Discover God Daily: Seven Life-Changing moments from the Journey of Saint Ignatius, by Brendan McManus SJ and Jim Deeds (Messenger Publications, €9.95/£8.95)
Pedro Arrupe: a heart larger than the World, by Brian Grogan SJ (Messenger Publications, €16.95/£18.95)
Anyone who wishes to understand the feelings and thoughts that inform and motivate Pope Francis’s approach to the world and faith, needs always to keep in mind that he is a Jesuit. These two books, aimed at a wide general readership, will be of great value in this quest.
Spirituality
Discover God Daily is a little handbook, a sort of vade mecum of Ignatian spirituality, making it available to all in straightforward terms. This is an example of active spirituality – which for many seems a vague and difficult term in these days of hectic bewilderment.
But as the authors point out it took the battle-hardened Ignatius some 15 years before he found the way he was to take. So don’t expect anything in life to change overnight.
This book is the Ignatian tradition in action, or rather at work. When Teilhard de Chardin referred to the “slow work of God”, I always feel he had in mind the changes in geology (which was his metier), which are indeed creepingly slow, but nevertheless laid the foundation for the physical world as we know it.
Brian Grogan’s book takes a different, but still very relevant approach. He has great experience is bringing over to his audiences what are often difficult concepts, but sometime stunningly simple, as in his expression: “Love of God which does not issue in justice for others is a farce…”
One of the most influential experiences for Pedro Arrupe were his efforts to cope with the aftermath of the use of atom bombs by the United States to bring the world war in Asia to a swift close. Lives were certainly saved, but others went on dying of radiation for decades after.
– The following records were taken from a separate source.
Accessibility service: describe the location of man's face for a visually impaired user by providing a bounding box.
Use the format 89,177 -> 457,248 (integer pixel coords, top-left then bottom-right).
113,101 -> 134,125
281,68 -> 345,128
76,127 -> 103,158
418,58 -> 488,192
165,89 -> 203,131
It was a moral landmark of the 20th century, one now little talked about (allowing Putin to hint at the use of “tactical nuclear weapons”).
Touchstone of faith
These experiences shaped Arrupe’s ideas of what people should do in their lives: this is all explained by Fr Grogan, but needs to be better acted on by us all. Compassion was the touchstone of faith. But this is merely to rephrase what is said in page after page, scene after scene, parable after parable in all the Gospels.